I can’t believe that some people didn’t figure out the singer was Mance. Mance leaves with six women, a mystery singer shows up at Winterfel with six women. I wasn’t even proud of myself for figuring out this one!

It was clear that he was responsible for the missing Freys, but I’ll admit I missed the pork pie bit. It was a weak revenge - I was expecting Freys and Boltons to die from the pies. I was thinking that Manderly was going to sacrifice himself to take them out by poisoning himself along with them.

As for Dany, I wasn’t really talking about in this book, so much as there’s always been a lot of complaint about her character in general, how much she sucks, how much prophecies suck and since they’re about her she sucks, etc…

-Joe

…and have words always been wind? Because he’s hammering the hell out of that expression this book.

Clearly I mix them up. Oops. Eureon is Damphair, which obviously who I wasn’t referring to…

I don’t realisitically see how Sam can return to the story - certainly not at the wall. He might be clever, but it’s not like he should be out of Maester school in a couple years.

-Joe

Considering overused phrases, I still think Tyrion’s obsession with “Where do whores go?” through about the first half of the book was dumb. He kept acting like Tywin had given him a genuine answer, as if there was really such a place and Tywin knew that Tysha had gone there. It really was a false note for Tyrion, who wouldn’t have ever obsessed like that over what was obviously a flippant non-answer, chosen simply to antagonize Tyrion (ill-advisedly, under the circumstances).

Aeron is Damphair (which, on the first read through Swords (I think that was his debut), I constantly read as a single word instead of a compound (pronounced Damfair, which was slightly confusingly nonsensical)). Euron Crowseye is the new King of the Ironmen.

As for Sam and Oldtown, no, Sam can’t go back to the Wall this soon, but he became central to the plot thread of maesters+magic in his last scene. I want to see more of that particular thread.

I didn’t mind that repeated phrase. I thought that was well done, and showed that Tyrion was truly freaked out over murdering his father and his lover, and by Jaime’s betrayal. His obsession with his father’s last words seemed to be appropriate.

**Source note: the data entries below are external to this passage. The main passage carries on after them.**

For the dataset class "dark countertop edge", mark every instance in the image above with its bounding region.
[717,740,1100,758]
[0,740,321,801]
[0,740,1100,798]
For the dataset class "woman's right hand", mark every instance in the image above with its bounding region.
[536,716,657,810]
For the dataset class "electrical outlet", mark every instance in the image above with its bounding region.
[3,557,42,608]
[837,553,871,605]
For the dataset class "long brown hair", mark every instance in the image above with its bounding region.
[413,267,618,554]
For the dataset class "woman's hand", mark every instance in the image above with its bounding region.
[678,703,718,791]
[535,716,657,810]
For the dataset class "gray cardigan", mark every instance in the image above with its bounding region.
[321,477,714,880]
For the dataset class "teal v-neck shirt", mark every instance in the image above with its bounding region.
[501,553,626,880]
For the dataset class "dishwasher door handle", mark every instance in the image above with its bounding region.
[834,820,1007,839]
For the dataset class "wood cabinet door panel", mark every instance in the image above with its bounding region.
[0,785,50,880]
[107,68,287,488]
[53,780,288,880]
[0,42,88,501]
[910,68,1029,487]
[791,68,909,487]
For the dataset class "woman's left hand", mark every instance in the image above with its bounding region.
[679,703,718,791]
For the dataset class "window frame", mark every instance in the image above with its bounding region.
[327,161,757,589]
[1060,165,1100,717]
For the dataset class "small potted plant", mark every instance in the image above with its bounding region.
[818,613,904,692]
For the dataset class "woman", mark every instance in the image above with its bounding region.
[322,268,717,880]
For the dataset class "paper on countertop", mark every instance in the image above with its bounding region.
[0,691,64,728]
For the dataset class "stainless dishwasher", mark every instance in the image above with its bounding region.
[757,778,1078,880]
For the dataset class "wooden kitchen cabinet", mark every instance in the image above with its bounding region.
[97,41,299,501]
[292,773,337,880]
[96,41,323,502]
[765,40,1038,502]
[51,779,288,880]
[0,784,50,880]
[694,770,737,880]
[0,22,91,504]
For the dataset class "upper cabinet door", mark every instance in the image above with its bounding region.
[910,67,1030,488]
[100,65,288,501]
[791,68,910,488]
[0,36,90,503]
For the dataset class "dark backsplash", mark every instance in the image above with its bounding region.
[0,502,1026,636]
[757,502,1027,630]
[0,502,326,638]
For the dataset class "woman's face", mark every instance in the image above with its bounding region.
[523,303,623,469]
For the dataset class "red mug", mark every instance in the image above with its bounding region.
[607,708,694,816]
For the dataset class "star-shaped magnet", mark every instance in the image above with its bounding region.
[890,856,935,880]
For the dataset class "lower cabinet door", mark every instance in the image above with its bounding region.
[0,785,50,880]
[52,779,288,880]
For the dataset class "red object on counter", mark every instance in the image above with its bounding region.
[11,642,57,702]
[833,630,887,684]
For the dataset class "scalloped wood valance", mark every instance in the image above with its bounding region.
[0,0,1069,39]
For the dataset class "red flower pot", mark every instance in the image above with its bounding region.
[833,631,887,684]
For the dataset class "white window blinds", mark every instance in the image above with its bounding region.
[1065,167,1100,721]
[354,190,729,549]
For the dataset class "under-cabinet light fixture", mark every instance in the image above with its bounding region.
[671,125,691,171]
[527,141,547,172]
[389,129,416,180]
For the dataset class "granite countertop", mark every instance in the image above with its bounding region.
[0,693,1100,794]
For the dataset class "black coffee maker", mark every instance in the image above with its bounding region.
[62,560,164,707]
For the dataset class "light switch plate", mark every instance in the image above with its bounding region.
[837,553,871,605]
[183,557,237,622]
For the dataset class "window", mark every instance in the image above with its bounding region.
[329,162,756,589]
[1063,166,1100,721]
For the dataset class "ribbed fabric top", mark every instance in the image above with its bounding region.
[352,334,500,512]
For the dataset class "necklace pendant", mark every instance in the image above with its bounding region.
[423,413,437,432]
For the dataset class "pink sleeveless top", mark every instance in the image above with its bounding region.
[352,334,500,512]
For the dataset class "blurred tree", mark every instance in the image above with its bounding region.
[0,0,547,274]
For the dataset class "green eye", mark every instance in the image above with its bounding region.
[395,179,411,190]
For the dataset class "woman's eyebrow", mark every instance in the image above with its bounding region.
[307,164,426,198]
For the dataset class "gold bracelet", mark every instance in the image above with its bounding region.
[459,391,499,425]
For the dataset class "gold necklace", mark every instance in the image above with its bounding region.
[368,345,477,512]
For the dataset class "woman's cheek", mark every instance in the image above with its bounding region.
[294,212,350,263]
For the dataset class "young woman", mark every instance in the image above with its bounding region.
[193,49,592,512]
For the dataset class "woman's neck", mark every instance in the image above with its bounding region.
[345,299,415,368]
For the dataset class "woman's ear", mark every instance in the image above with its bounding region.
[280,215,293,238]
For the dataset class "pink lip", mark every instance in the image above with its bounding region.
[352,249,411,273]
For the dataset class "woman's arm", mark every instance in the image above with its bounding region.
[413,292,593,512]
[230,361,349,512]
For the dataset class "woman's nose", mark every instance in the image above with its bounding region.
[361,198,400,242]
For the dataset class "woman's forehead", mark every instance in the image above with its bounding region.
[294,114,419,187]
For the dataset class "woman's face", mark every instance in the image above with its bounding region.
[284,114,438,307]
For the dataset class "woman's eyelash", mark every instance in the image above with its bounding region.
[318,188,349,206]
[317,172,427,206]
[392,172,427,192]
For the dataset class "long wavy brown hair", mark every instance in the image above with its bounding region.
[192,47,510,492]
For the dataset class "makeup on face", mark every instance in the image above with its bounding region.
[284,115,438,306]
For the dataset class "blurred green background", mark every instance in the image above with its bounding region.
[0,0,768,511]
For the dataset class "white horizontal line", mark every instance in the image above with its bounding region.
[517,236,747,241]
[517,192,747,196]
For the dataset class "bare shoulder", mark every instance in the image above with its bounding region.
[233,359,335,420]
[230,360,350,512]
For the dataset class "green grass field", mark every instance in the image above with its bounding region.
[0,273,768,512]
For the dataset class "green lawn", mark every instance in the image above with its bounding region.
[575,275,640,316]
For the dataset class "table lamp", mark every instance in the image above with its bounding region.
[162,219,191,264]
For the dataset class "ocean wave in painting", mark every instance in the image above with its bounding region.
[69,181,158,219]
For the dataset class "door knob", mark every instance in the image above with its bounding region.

I think he overreacted to Jaime’s role in the Tysha affair, by the way. Jaime is as much a victim of Tywin as is Tyrion, and I hope they reconcile.

I was confused about this too at first. But upon re-reading it was more clear. She poisoned the coin, planted it on the guy who was on the way to pay the insurance guy. The insurance guy had a habit of biting the coins he gets to check if it’s good or not, so that’s what did him in.

Aeron is Damphair. I totally get you though, don’t ask me to differentiate among any of the Meereenese/Yunkish/Astaporian/WTFever, because I really, really don’t give a shit.

ETA wow, I’m way late.

She had noticed that the target always bit the coins to test them, so I read it that she slipped in one coin covered in or made of a poison that makes a natural-seeming death.

Couldn’t agree more. That was even more annoying than the endless descriptions of the clothing and appearance of spear-carriers, because I could skim over the boring descriptive parts, but I couldn’t skim over dialog, inner or outer, without fear of missing something.

There you go. I knew she’d planted the coin but I couldn’t figure out how it had managed to kill him. Forgot that he bit the coins.

I could forgive Tyrion’s obsessing over “where do whores go?” if he was actually, you know, looking for Tysha. But he’s not. It’s just a mantra while he does absolutely nothing relating to it.

-Joe

Regarding the coin, that’s also the method Jaqen uses to kill Pate in the prologue of Feast for Crows, so we know it’s a Faceless Man standard.

:dubious: Is this Word of God or fanon?

Does George ever confirm anything?

He does give the (exact?) same description of jaqen after he changes his face and the assassin in affc.